M. Jean-Philippe HEURTIN,
Directeur de l’Institut d’Études Politiques de Strasbourg.

Monsieur le Directeur,

Le 25 juin 2024, votre conseil d’administration a voté la suspension du partenariat de l’Institut d’Études Politiques (IEP) de Strasbourg avec l’Université Reichman de Tel-Aviv.

Le 18 décembre 2024, votre conseil d’administration a voté le rétablissement de ce partenariat.

L’Association des Universitaires pour le Respect du Droit International en Palestine (AURDIP) a suivi avec intérêt ces deux votes et rappelle qu’elle est attachée au principe de l’autonomie des Universités et des établissements d’enseignement supérieur et à la liberté académique.

Toutefois, l’AURDIP s’étonne de la décision prise le 18 décembre 2024.
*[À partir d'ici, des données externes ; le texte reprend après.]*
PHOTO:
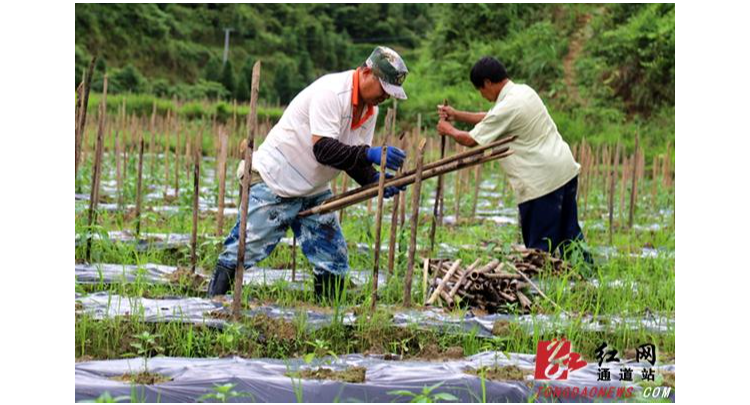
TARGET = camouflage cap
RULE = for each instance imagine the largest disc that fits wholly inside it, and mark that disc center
(388, 66)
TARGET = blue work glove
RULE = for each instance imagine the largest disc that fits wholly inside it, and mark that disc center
(388, 191)
(393, 160)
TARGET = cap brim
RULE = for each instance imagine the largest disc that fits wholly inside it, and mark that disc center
(393, 90)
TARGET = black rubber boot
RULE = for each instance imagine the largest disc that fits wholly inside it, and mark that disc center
(329, 287)
(221, 281)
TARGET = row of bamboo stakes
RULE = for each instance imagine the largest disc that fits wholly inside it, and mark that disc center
(604, 167)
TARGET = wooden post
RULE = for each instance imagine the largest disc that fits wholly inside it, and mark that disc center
(196, 198)
(252, 122)
(437, 212)
(177, 160)
(378, 225)
(425, 271)
(82, 109)
(139, 185)
(415, 194)
(152, 141)
(167, 150)
(612, 183)
(294, 257)
(394, 211)
(457, 193)
(96, 173)
(634, 184)
(344, 186)
(222, 176)
(477, 183)
(118, 168)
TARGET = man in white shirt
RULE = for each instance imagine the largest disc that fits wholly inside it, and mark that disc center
(542, 170)
(327, 128)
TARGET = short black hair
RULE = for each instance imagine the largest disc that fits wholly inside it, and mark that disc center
(487, 68)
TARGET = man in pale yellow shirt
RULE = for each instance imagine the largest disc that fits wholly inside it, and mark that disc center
(542, 171)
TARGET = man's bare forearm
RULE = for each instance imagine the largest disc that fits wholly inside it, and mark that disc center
(463, 138)
(469, 117)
Le 25 juin 2024, le vote tirait les conséquences du positionnement particulier de l’Université Reichman de Tel-Aviv dans le système universitaire israélien, et en particulier : 

  • des positions publiques et assumées, de sa direction, de son vice-président Jonathan Davis et de son président Boaz Ganor, positions inconditionnellement favorables à l’opération militaire israélienne dans la bande de Gaza, bien que celle-ci s’accompagne de nombreux crimes de guerre et de crimes contre l’humanité et vraisemblablement d’actes de génocide. 
  • du soutien moral et matériel que cette Université apporte aux réservistes de l’armée israélienne qui servent dans les territoires palestiniens illégalement occupés.
  • des recherches développées par certains des instituts ou laboratoires de cette Université sur l’occupation de la bande de Gaza (et son siège), de Jérusalem-Est et de la Cisjordanie (et de leur colonisation), sans en questionner ni la légalité internationale, ni les conséquences en termes de violations de droits humains.
  • de la proximité revendiquée de cette Université avec l’armée israélienne et ses académies militaires. 
  • du soutien aux discours gouvernementaux et à la défense de la politique étrangère et militaire israélienne sur les réseaux sociaux.
  • de la présence dans le corps professoral de l’Université des personnalités proches du pouvoir politique et militaire actuel (Shabtai Shavit, Lior Lotan, Miri Eisin, Mark Regev).
  • de la remise de titres de docteur honoris causa à Sheldon Adelson (personnalité ayant nié l’existence du peuple palestinien et soutenu la colonisation), Noa Tishby (personnalité ayant assimilé tout critique de la politique israélienne à de l’antisémitisme) et à Eyal Naveh (personnalité engagée dans son soutien à l’opération militaire israélienne à Gaza).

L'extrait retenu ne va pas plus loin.